The International Monetary Fund have issued a detailed study on the possible impact of a so-called "transactional" trade deal, which is being contemplated as a way of solving the current USA-China trade stand-off. It is entitled "Trade Wars and Trade Deals: Estimated Effects using a Multi-Sector Model".
The objective of the deal would be to reduce the trade deficit that the USA runs with China, perhaps by 50% but not necessarily by 100%. The mechanism would be that China agreed to buy certain goods from the USA, and therefore not from elsewhere, and China would in exchange reduce its exports in certain sectors.
Sounds good, if you are based in South Bend Indiana and produce one of the lines of goods that China would buy more of.
Less good if you are in Bamberg Bavaria and produce the same goods, but now your order book goes off a cliff.
Less good, also, if you are in San Jose California and require supply, and even an expanding supply, of the goods that China is going to export less of, and where there is no obvious alternative source of supply, such as of certain rare earth metals needed by the technology industry.
An opportunity, of course, for a middleman to corner the supply of those goods, buy from China at a higher price, and sell into the USA at an even higher price, pocketing a fat margin but also increasing the import value of the goods from China, counteracting the intention of the trade deal.

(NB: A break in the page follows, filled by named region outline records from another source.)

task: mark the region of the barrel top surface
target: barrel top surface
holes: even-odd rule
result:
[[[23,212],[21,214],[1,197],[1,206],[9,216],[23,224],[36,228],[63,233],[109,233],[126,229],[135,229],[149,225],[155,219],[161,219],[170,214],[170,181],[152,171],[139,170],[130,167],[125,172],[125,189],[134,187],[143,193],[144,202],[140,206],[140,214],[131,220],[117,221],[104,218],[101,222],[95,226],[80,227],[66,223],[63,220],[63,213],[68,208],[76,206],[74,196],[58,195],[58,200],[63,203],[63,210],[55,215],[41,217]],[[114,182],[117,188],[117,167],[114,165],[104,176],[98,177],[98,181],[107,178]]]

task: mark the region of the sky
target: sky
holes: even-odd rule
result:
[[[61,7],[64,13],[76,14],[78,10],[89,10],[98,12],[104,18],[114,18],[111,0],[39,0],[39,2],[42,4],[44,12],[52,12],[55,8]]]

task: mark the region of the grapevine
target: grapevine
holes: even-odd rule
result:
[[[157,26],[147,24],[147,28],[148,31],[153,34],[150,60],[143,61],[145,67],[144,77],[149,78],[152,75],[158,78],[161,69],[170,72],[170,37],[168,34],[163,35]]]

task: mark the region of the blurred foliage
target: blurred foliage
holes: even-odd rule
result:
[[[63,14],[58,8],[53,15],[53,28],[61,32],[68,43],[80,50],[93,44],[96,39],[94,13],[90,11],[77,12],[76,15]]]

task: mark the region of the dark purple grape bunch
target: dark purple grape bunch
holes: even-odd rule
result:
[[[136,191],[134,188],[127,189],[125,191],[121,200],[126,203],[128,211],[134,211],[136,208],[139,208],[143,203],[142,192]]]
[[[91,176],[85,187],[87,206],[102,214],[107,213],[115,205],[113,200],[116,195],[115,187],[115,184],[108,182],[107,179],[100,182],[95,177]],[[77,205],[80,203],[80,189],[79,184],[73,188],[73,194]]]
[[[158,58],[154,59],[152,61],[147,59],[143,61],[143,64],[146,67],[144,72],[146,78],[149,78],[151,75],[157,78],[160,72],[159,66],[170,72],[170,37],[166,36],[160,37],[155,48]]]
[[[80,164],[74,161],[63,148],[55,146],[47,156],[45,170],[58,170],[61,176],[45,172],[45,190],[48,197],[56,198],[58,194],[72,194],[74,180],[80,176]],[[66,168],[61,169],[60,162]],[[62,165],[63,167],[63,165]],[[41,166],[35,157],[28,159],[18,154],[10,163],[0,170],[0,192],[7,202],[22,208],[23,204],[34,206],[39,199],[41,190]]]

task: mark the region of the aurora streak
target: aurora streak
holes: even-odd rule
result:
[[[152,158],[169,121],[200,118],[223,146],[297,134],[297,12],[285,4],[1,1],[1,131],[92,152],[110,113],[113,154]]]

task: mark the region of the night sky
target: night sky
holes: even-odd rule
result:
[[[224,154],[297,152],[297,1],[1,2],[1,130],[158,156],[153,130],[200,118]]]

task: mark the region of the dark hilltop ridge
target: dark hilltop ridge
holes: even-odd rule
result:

There are probably many more anomalies that such a deal would create for both the USA and China, and for third countries impacted by a government-inspired redirection of trade flows. There is an issue of quality and value-for-money whenever there is a captive market and no alternative source of supply, reduced competition, and easy pickings to be made.
In fact one can look forward to an expansion both of TAT ("Transaction-deal Affected Trade") and of tat.